With the dark clouds of war approaching, science and technology took on a new and terrifying urgency. Now the pace of progress was unprecedented - and yet it was different, depending on whose side you stood. The Japanese, intent on territorial acquisition of the relatively undeveloped nations of South-East Asia, put much emphasis on planes, guns and bombs. They saw the subjects of these nations as inherently inferior, hardly worth rating as civilized humans at all. The Americans, arriving late in the battle, rushed to produce innovative aircraft and state-of-the-art shipping, and gathered together experts who were harnessing the atom to produce the most terrible and destructive weapons ever used in warfare. The French were content for decades with their Maginot line, and carried on with domestic developments without paying much heed to the international perspective. The Italians, Spanish and Russians were all developing weapons of war and stockpiling ideas as much as materiel.

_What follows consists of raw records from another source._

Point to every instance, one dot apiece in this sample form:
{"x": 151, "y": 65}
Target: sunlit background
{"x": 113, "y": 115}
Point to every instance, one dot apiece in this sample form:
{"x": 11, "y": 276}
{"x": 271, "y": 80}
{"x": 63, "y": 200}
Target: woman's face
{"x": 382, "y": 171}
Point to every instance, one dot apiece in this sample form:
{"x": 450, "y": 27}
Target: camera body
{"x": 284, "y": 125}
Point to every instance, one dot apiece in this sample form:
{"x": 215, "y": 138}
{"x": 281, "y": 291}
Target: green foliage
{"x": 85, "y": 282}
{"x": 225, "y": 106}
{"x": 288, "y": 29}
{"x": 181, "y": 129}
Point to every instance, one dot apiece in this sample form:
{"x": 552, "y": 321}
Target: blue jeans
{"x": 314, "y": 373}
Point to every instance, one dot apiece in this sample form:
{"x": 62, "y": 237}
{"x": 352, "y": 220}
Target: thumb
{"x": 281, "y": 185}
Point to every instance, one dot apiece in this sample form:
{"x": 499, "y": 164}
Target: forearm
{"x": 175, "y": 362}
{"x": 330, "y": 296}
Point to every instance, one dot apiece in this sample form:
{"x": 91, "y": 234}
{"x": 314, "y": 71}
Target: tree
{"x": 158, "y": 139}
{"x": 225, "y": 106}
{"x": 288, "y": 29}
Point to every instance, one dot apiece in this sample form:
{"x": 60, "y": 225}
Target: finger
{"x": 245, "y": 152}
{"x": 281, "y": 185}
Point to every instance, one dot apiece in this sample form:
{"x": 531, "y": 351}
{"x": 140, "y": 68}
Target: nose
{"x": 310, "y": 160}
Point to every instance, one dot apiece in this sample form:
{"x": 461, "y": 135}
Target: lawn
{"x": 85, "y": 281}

Germany was different. The sole aim of her leaders following Hitler's ascension to power was the domination of Europe and, with time and good fortune, the world. Germany was surrounded by highly developed countries with a shared sense of strength and a belief in progress towards a future free from warfare, and the Nazis were well aware that they needed to overcome nations just as ingenious and as civilized as Germany herself. With the exception of Italy, whose leader Benito Mussolini had grandiose ideas of his own, all the other European nations lacked one thing, however: fanaticism. For Germany, domination was increasingly painted as a right, a destiny. And the scientific developments leading up to the war were aimed squarely at preparing for the long-term occupation of nearby nations. As war began, Hitler was emboldened by the capitulation of Czechoslovakia's allies over the Sudentenland in 1938; and when Britain declared war in 1939 as a result of the German attacks on the narrow corridor of land towards the Baltic port of Danzig, Hitler was stunned. He had never imagined that Britain would declare war in this way, and for such a small piece of territory. Then, with the bit between his teeth, he ordered the rate of progress to roar into top gear and yet - as German victory seemed assured, in the early years at least — he was just as quick to withdraw support from many revolutionary and highly innovative fields of research and development, so that progress in these was nipped in the bud. At the time, Hitler optimistically concluded that these new technologies would not be required after all. Victory, he felt, would easily be his.